Voyage AI
Voyage AI provides state-of-the-art embedding models and rerankers to supercharge search and retrieval for unstructured data.
Build context-aware AI applications with ease, connecting LLMs to your data sources.

Embedchain is an open-source framework that simplifies the process of connecting Large Language Models (LLMs) to external data sources. It allows developers to build AI applications that can reason and respond based on real-time information retrieved from various data sources, such as websites, PDFs, databases, and more. Embedchain handles the complexities of data ingestion, embedding generation, and retrieval, enabling developers to focus on building the core logic of their AI applications. It uses vector databases to store and efficiently retrieve relevant information for LLMs, improving accuracy and reducing hallucinations. Embedchain targets developers and organizations looking to create intelligent applications that leverage the power of LLMs without extensive expertise in data engineering or machine learning.

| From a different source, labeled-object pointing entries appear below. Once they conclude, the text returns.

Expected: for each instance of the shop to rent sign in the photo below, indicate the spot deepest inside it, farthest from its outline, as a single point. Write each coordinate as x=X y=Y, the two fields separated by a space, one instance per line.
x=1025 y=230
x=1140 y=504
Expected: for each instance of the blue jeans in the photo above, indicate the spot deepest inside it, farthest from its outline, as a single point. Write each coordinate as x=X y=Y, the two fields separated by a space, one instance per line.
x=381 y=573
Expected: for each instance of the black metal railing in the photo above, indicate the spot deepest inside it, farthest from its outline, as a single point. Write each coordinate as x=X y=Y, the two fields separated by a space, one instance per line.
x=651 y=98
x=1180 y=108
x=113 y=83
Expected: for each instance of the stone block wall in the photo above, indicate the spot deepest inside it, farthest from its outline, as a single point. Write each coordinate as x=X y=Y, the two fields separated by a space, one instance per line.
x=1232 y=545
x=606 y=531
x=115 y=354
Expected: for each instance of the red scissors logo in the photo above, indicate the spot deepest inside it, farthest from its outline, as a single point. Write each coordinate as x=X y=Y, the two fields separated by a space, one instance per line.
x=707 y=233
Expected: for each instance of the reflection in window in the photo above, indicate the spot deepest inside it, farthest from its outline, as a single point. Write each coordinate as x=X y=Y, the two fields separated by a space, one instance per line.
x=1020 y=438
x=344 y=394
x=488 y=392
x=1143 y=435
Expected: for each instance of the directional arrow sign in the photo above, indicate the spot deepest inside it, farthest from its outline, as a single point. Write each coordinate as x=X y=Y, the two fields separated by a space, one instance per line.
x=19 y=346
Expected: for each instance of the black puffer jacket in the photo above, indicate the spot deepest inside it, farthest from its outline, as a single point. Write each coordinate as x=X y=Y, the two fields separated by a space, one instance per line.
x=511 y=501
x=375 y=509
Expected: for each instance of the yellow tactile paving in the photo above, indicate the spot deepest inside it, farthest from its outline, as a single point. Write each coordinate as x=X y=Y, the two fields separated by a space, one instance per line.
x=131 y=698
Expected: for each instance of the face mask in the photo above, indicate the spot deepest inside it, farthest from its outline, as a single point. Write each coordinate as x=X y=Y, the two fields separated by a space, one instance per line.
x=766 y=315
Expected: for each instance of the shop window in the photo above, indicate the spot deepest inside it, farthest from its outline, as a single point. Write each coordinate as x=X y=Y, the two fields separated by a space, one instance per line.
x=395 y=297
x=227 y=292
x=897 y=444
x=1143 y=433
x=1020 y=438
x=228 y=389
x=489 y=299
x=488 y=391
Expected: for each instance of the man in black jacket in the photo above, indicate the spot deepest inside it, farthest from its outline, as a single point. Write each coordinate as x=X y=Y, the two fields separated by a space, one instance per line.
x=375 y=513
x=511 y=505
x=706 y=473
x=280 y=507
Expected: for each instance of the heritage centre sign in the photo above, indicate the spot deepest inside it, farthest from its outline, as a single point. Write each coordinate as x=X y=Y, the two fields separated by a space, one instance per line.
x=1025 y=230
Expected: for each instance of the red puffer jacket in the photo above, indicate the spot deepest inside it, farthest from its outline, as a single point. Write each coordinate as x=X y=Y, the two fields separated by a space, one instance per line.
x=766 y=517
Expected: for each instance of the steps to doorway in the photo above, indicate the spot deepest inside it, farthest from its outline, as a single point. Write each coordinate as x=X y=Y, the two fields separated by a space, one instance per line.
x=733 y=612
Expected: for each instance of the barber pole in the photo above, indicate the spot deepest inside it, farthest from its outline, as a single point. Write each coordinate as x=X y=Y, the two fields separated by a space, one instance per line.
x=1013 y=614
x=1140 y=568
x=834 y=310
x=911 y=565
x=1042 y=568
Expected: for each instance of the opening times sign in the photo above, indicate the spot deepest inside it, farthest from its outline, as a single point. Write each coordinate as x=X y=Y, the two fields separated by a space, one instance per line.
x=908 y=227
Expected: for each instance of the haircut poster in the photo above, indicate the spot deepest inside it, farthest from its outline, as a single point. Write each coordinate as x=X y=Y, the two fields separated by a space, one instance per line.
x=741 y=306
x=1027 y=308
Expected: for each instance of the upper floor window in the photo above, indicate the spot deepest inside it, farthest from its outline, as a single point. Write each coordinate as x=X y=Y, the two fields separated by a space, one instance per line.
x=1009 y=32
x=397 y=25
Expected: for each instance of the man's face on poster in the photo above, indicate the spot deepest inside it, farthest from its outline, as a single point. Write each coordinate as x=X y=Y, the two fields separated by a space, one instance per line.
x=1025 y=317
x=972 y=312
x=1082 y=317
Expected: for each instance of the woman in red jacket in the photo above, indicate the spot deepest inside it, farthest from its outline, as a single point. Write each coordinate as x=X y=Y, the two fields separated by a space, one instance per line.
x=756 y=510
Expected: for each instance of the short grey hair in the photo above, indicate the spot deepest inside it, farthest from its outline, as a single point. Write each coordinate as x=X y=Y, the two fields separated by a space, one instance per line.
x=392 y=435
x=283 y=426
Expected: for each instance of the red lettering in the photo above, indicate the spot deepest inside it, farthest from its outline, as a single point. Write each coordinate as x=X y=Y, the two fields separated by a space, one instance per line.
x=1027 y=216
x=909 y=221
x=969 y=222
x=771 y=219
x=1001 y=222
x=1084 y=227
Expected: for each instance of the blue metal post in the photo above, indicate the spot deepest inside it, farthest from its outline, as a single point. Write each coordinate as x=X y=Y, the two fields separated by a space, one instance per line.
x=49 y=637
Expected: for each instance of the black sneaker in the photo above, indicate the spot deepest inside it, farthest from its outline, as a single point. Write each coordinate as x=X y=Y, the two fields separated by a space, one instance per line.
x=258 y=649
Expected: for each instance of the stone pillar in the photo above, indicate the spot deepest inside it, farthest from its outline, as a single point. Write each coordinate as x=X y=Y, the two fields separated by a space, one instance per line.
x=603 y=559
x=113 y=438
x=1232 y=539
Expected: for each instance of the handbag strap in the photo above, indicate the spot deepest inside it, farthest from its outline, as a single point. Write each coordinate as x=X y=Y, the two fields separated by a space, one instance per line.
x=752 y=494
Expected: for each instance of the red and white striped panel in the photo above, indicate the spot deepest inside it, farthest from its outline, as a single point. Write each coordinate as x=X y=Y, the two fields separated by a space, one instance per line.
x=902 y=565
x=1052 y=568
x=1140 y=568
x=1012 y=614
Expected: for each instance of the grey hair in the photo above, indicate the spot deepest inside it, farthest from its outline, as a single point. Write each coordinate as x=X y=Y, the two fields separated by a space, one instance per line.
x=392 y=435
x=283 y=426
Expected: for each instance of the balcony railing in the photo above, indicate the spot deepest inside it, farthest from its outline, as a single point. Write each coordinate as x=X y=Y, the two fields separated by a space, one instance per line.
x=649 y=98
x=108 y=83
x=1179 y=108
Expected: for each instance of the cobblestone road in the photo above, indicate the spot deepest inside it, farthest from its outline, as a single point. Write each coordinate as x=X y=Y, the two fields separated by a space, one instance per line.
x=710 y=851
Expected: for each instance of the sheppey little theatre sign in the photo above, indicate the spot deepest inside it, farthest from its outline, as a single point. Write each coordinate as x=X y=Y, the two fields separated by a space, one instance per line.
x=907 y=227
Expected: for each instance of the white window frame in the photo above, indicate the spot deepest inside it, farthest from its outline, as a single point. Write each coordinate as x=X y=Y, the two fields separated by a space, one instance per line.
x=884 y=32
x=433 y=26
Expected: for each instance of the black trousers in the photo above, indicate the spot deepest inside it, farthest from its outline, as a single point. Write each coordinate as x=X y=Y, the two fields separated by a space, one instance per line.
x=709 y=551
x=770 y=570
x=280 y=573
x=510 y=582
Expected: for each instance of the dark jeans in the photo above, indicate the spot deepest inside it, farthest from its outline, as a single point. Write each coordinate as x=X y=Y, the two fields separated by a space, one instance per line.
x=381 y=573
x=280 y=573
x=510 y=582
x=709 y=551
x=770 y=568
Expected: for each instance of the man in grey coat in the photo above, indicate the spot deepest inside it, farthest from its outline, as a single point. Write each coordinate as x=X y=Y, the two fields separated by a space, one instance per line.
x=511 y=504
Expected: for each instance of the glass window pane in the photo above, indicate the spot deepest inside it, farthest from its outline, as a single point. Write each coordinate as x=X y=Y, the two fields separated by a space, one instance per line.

Embedchain is an open-source framework that simplifies the process of connecting Large Language Models (LLMs) to external data sources.
Explore all tools that specialize in connect llms to various data sources. This domain focus ensures Embedchain delivers optimized results for this specific requirement.
Explore all tools that specialize in ingest and process data for llms. This domain focus ensures Embedchain delivers optimized results for this specific requirement.
Explore all tools that specialize in generate embeddings from data. This domain focus ensures Embedchain delivers optimized results for this specific requirement.
Explore all tools that specialize in retrieve relevant data for llm queries. This domain focus ensures Embedchain delivers optimized results for this specific requirement.
Explore all tools that specialize in build context-aware ai applications. This domain focus ensures Embedchain delivers optimized results for this specific requirement.
Explore all tools that specialize in manage and maintain vector databases. This domain focus ensures Embedchain delivers optimized results for this specific requirement.
Embedchain supports various data source connectors, enabling users to connect to websites, PDFs, databases, and APIs. These connectors automatically extract and process data from the specified source.
Automatically generates embeddings from ingested data using configurable embedding models. This allows the system to understand the semantic meaning of the data for efficient retrieval.
Integrates with popular vector databases like Chroma, Pinecone, and Weaviate for efficient storage and retrieval of embeddings. Supports configurations for indexing, similarity search, and filtering.
Intelligently routes queries to the appropriate data sources and manages the context of the conversation. Ensures that the LLM has access to the relevant information for generating accurate and coherent responses.
Offers a flexible pipeline that can be customized with pre- and post-processing steps, allowing users to tailor the system to their specific needs. Supports custom data transformations, filtering, and enrichment.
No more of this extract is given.